Diário do Comércio, 5 de janeiro de 2014

          

     Até hoje ninguém respondeu satisfatoriamente – nem responderá jamais – à minha observação de que o socialismo-comunismo é a fusão de poder político e poder econômico, portanto um acréscimo formidável dos meios de controle social e opressão. Já ouvi tudo quanto é xingamento quando digo isso, mas nenhuma refutação.
Também ninguém responderá à constatação de Hans-Hermann Hoppe de que a passagem das antigas monarquias para o republicanismo democrático trouxe a deterioração da vida social, o aumento exponencial da criminalidade e a escalada sem fim do intervencionismo estatal.
Não há um só advogado da democracia contra o socialismo que não esteja consciente de defender nada mais que um mal menor. Alguns, no fundo, reconhecem até que o mal menor é apenas um caminho mais longo para o mal maior. Isso coloca-os numa posição de desvantagem no confronto com os socialistas e comunistas, que não têm satisfações a prestar à realidade histórica e que em geral são mesmo psicopatas insensíveis a quaisquer escrúpulos de consciência. Mas em todo caso é melhor falar com um freio na boca do que não falar de maneira alguma.
O problema, no fundo, é que tanto a democracia quanto o socialismo são filhos da mentalidade revolucionária, isto é: ambos consistem essencialmente em fazer promessas que não podem cumprir. Ambos rejeitam categoricamente a antiga noção de que o curso das coisas depende de fatores incontroláveis e proclamam que “o homem” deve tomar nas mãos o seu próprio destino – esquecendo que, na prática, isso sempre e invariavelmente resulta em que alguns poucos homens passarão a decidir o destino dos outros.
Em grande parte, o crescimento dos meios de opressão não depende de nenhuma escolha política, mas do simples progresso da ciência e da técnica.
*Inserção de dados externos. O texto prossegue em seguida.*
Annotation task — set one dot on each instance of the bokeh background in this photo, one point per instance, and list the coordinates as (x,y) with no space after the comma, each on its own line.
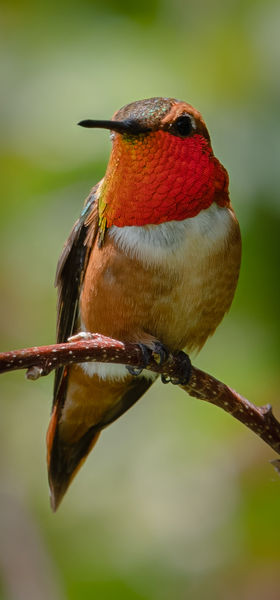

O grampo generalizado que tanto escandaliza o público, os aviões teleguiados com câmeras que vasculham o interior das casas, os simples arquivos eletrônicos de informações que colocam todo mundo à mercê da chantagem governamental são avanços técnicos formidáveis, cuja criação custou tão caro que só o Estado poderia financiá-los, o que imediatamente faz do cidadão a vítima inerme da aliança inevitável entre conhecimento científico e poder, transmutando em piada macabra a promessa iluminista de que a ciência libertaria a humanidade da opressão e das trevas. Nenhum desses processos, que superam infinitamente as mais loucas ambições de poder absoluto de Hitler e Stálin, depende de uma adesão ideológica ao socialismo ou à democracia capitalista. Onde quer que haja um Estado, ele tem a seu serviço as tecnologias mais caras e a própria complexidade crescente da administração pública o forçará a usá-las mais dia, menos dia. Por toda parte continua a cumprir-se assim, mesmo depois da extinção dos dois grandes regimes totalitários, a profecia de Jacob Burckhardt, enunciada no umbral do século XX: “A autoridade reerguerá a cabeça, e será uma cabeça temível.”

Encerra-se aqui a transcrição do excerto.